I am still working on Spivak calculus and at problem 6 of the third chapter, I came across an exercise that has been confusing me for a couple hours. I understand the solution (well, I understand how I got there but I have no idea what my solution represents). If someone could enlighten me it would be so great.
Question:
If $x_1,....,x_n$ are distinct numbers, find a polynomial function $f_i$ of degree $n-1$ which is 1 at $x_i$ and $0$ at $x_j$ for $j\neq i $.
Solution:
If I understand well, there is only one $x_i$ such that $fi(x) = 1$ (correct me if I'm wrong)
Moreover, for every $x_j$ such that $j \neq i$, the function must be equal to 0.
Therefore, the function should look like $k(x - x_1)(x-x_2)...(x-x_j)$ admitting $i \neq 1$ and $i \neq 2$
So, $f_i(x) = k \prod_{j = 1, j \neq i} ^n (x - x_j)$
And, if I want $f_i(x)$ to be $1$ at $x_i$, then I must fund a $k$ that allows it:
$f(x_i) = 1 = k\prod_{j = 1, j \neq i} ^n (x_i - x_j) \Rightarrow k =( \prod_{j = 1, j \neq i} ^n (x_i - x_j))^-1$
Finally, we find that
$f_i(x) = \prod_{j = 1, j \neq i} ^n \frac{(x - x_j)}{(x_i - x_j)}$
My questions
How does such a function pass many times by $0$ but only once does it equal $1$. I mean I think the other 1 would be for f(complex number) but still. If someone could enlighten me on how this is possible since when I make the graph the function is continue and passes by 1 many times but if I try to find the roots by lowering the function by 1 it says that the only real roots is 1..
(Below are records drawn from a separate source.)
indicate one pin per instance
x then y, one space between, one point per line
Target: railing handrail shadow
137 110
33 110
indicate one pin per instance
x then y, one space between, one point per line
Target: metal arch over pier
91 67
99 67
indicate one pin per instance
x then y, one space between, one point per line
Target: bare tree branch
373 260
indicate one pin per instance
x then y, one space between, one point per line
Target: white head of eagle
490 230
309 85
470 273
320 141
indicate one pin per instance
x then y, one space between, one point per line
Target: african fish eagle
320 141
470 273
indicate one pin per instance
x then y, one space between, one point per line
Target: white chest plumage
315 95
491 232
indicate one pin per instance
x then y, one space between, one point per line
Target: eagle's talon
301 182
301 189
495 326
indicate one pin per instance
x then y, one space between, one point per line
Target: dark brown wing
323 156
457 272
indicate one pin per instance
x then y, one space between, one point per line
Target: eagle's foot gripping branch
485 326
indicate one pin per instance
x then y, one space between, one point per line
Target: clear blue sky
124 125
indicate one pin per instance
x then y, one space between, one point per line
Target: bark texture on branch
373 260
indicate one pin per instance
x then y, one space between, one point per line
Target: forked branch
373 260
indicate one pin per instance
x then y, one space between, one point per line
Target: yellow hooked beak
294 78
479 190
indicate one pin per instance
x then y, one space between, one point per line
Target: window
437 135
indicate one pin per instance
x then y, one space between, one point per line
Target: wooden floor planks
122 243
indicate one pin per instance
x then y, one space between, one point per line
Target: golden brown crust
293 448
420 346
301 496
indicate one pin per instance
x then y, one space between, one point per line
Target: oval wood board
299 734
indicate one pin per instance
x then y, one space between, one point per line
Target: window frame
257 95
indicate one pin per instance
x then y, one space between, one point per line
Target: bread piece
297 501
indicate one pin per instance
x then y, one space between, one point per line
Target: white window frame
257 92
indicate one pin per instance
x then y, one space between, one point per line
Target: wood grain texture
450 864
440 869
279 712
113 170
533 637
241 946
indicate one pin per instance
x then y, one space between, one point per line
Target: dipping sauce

Basically, I'd really like to know what kind of function I just constructed and why does it behave in such a weird way, and if i'm right to assume there is only 1 $x_i$ for which $f_i(x) = 1$
Thank you so much
What Spivak asserts is that, among the numbers $x_1,x_2,\ldots,x_n$, there is one and only one number ($x_i$) at which the function $f_i$ takes the value $1$ and that all other numbers (the $x_j$'s with $j\neq i$) are zeros of $f_i$. He never says that there is no other real (or complex) number $x$ such that $f(x)=1$.